RAG-based Explainable Prediction of Road Users Behaviors for Automated Driving using Knowledge Graphs and Large Language Models
Mohamed Manzour Hussien, Angie Nataly Melo, Augusto Luis Ballardini, Carlota Salinas Maldonado, Rubén Izquierdo, Miguel Ángel Sotelo
TL;DR
The paper tackles the challenge of predicting road users' behaviors in autonomous driving with contextual explainability. It presents a neuro-symbolic framework that combines Knowledge Graphs and Bayesian inference, enhanced by Retrieval Augmented Generation to provide human-readable explanations. Two use cases—pedestrian crossing actions and vehicle lane-change maneuvers—are developed using PedFeatKG and PedFeatRulesKG ontologies, with evaluations showing improvements in anticipation and F1 over state-of-the-art baselines. The approach demonstrates strong explainability through fuzzy-rule integration and RAG, signaling a promising path toward human-understandable and safe autonomous driving systems that can generalize across diverse contexts and knowledge sources.
Abstract
Prediction of road users' behaviors in the context of autonomous driving has gained considerable attention by the scientific community in the last years. Most works focus on predicting behaviors based on kinematic information alone, a simplification of the reality since road users are humans, and as such they are highly influenced by their surrounding context. In addition, a large plethora of research works rely on powerful Deep Learning techniques, which exhibit high performance metrics in prediction tasks but may lack the ability to fully understand and exploit the contextual semantic information contained in the road scene, not to mention their inability to provide explainable predictions that can be understood by humans.
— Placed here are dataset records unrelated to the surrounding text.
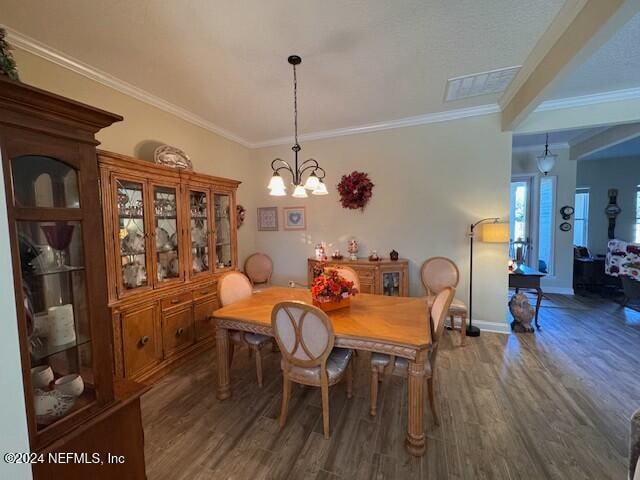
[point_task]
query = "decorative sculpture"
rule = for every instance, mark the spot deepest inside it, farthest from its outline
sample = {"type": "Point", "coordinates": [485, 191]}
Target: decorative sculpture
{"type": "Point", "coordinates": [522, 313]}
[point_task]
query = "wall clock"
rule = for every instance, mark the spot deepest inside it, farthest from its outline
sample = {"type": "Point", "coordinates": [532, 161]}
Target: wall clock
{"type": "Point", "coordinates": [566, 212]}
{"type": "Point", "coordinates": [565, 226]}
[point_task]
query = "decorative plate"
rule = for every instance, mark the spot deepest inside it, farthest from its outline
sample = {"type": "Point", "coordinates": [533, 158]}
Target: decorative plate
{"type": "Point", "coordinates": [132, 244]}
{"type": "Point", "coordinates": [172, 157]}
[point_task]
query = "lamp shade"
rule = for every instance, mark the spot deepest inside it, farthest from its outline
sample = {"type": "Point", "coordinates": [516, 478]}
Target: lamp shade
{"type": "Point", "coordinates": [494, 233]}
{"type": "Point", "coordinates": [546, 162]}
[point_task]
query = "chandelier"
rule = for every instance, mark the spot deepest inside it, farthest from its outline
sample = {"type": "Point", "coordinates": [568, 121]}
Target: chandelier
{"type": "Point", "coordinates": [547, 160]}
{"type": "Point", "coordinates": [314, 182]}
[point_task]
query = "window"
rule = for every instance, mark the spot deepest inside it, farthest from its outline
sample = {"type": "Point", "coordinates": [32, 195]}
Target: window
{"type": "Point", "coordinates": [546, 221]}
{"type": "Point", "coordinates": [519, 209]}
{"type": "Point", "coordinates": [637, 240]}
{"type": "Point", "coordinates": [581, 222]}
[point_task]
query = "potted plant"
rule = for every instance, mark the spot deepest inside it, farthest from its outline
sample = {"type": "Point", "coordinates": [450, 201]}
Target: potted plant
{"type": "Point", "coordinates": [331, 291]}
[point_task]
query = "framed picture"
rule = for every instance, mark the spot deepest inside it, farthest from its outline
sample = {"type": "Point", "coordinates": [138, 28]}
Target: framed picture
{"type": "Point", "coordinates": [268, 219]}
{"type": "Point", "coordinates": [295, 218]}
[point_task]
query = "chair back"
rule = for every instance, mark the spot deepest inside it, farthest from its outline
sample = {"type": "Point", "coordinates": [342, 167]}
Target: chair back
{"type": "Point", "coordinates": [233, 287]}
{"type": "Point", "coordinates": [303, 332]}
{"type": "Point", "coordinates": [349, 274]}
{"type": "Point", "coordinates": [258, 267]}
{"type": "Point", "coordinates": [437, 273]}
{"type": "Point", "coordinates": [439, 312]}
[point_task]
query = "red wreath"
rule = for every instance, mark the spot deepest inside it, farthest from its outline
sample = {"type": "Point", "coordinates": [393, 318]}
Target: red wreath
{"type": "Point", "coordinates": [355, 190]}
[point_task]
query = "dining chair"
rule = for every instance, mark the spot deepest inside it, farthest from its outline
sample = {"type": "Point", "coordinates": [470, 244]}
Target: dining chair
{"type": "Point", "coordinates": [233, 287]}
{"type": "Point", "coordinates": [305, 336]}
{"type": "Point", "coordinates": [381, 362]}
{"type": "Point", "coordinates": [349, 274]}
{"type": "Point", "coordinates": [440, 272]}
{"type": "Point", "coordinates": [259, 268]}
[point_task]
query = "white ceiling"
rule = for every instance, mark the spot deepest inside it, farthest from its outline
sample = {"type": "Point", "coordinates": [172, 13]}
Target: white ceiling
{"type": "Point", "coordinates": [630, 148]}
{"type": "Point", "coordinates": [558, 137]}
{"type": "Point", "coordinates": [614, 66]}
{"type": "Point", "coordinates": [364, 61]}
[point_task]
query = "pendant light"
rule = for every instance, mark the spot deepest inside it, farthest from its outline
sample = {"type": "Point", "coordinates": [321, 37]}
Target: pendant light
{"type": "Point", "coordinates": [314, 182]}
{"type": "Point", "coordinates": [547, 160]}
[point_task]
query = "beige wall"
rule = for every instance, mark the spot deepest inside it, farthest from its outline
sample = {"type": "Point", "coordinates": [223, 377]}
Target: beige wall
{"type": "Point", "coordinates": [431, 182]}
{"type": "Point", "coordinates": [524, 163]}
{"type": "Point", "coordinates": [145, 127]}
{"type": "Point", "coordinates": [599, 176]}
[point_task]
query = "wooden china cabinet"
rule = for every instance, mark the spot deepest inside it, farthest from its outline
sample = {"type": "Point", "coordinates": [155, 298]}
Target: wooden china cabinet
{"type": "Point", "coordinates": [169, 235]}
{"type": "Point", "coordinates": [48, 150]}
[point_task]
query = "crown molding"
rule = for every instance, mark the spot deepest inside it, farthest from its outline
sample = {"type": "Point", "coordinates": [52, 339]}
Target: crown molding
{"type": "Point", "coordinates": [387, 125]}
{"type": "Point", "coordinates": [35, 47]}
{"type": "Point", "coordinates": [540, 148]}
{"type": "Point", "coordinates": [592, 99]}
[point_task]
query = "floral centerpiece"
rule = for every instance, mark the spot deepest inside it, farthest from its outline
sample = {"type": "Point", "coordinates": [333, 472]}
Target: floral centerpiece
{"type": "Point", "coordinates": [331, 291]}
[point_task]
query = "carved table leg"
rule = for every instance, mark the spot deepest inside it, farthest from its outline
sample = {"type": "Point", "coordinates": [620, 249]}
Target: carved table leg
{"type": "Point", "coordinates": [415, 420]}
{"type": "Point", "coordinates": [224, 378]}
{"type": "Point", "coordinates": [538, 301]}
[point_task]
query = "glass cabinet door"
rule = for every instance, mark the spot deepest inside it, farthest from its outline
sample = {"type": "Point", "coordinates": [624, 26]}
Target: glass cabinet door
{"type": "Point", "coordinates": [222, 214]}
{"type": "Point", "coordinates": [199, 231]}
{"type": "Point", "coordinates": [132, 235]}
{"type": "Point", "coordinates": [166, 235]}
{"type": "Point", "coordinates": [56, 312]}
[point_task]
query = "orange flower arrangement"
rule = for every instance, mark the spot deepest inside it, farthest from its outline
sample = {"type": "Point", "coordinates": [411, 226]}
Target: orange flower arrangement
{"type": "Point", "coordinates": [330, 286]}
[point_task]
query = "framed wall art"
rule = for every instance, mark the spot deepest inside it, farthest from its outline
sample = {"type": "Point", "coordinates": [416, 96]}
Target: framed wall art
{"type": "Point", "coordinates": [268, 219]}
{"type": "Point", "coordinates": [295, 218]}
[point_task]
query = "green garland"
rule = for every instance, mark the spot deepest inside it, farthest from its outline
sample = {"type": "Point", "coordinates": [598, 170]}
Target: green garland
{"type": "Point", "coordinates": [7, 63]}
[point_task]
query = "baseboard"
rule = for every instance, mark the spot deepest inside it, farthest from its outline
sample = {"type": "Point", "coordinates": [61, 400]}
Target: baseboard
{"type": "Point", "coordinates": [559, 290]}
{"type": "Point", "coordinates": [494, 327]}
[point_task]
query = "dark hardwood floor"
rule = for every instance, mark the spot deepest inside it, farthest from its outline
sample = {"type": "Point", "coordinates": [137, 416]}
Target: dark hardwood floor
{"type": "Point", "coordinates": [554, 404]}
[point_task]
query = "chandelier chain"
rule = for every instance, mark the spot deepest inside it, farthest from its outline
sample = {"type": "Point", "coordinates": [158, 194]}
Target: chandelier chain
{"type": "Point", "coordinates": [295, 104]}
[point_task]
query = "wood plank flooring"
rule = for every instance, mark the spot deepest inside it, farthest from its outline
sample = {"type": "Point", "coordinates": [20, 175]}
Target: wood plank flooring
{"type": "Point", "coordinates": [549, 405]}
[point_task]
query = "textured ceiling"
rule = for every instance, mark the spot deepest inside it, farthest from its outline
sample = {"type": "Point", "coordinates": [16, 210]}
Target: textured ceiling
{"type": "Point", "coordinates": [630, 148]}
{"type": "Point", "coordinates": [364, 61]}
{"type": "Point", "coordinates": [564, 136]}
{"type": "Point", "coordinates": [614, 66]}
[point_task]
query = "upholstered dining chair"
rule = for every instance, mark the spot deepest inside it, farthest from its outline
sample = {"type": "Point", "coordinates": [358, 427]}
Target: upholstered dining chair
{"type": "Point", "coordinates": [348, 273]}
{"type": "Point", "coordinates": [233, 287]}
{"type": "Point", "coordinates": [381, 361]}
{"type": "Point", "coordinates": [259, 267]}
{"type": "Point", "coordinates": [305, 336]}
{"type": "Point", "coordinates": [440, 272]}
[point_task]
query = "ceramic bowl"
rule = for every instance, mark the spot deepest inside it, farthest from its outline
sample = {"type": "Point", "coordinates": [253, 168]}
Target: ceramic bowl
{"type": "Point", "coordinates": [41, 376]}
{"type": "Point", "coordinates": [72, 385]}
{"type": "Point", "coordinates": [49, 406]}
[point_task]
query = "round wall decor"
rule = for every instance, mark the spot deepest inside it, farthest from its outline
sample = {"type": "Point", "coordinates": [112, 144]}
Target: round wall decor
{"type": "Point", "coordinates": [565, 226]}
{"type": "Point", "coordinates": [355, 190]}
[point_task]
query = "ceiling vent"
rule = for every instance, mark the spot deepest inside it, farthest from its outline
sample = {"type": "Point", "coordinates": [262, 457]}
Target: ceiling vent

In this work, we propose an explainable road users' behavior prediction system that integrates the reasoning abilities of Knowledge Graphs (KG) and the expressiveness capabilities of Large Language Models (LLM) by using Retrieval Augmented Generation (RAG) techniques. For that purpose, Knowledge Graph Embeddings (KGE) and Bayesian inference are combined to allow the deployment of a fully inductive reasoning system that enables the issuing of predictions that rely on legacy information contained in the graph as well as on current evidence gathered in real time by onboard sensors. Two use cases have been implemented following the proposed approach: 1) Prediction of pedestrians' crossing actions; 2) Prediction of lane change maneuvers. In both cases, the performance attained surpasses the current state of the art in terms of anticipation and F1-score, showing a promising avenue for future research in this field.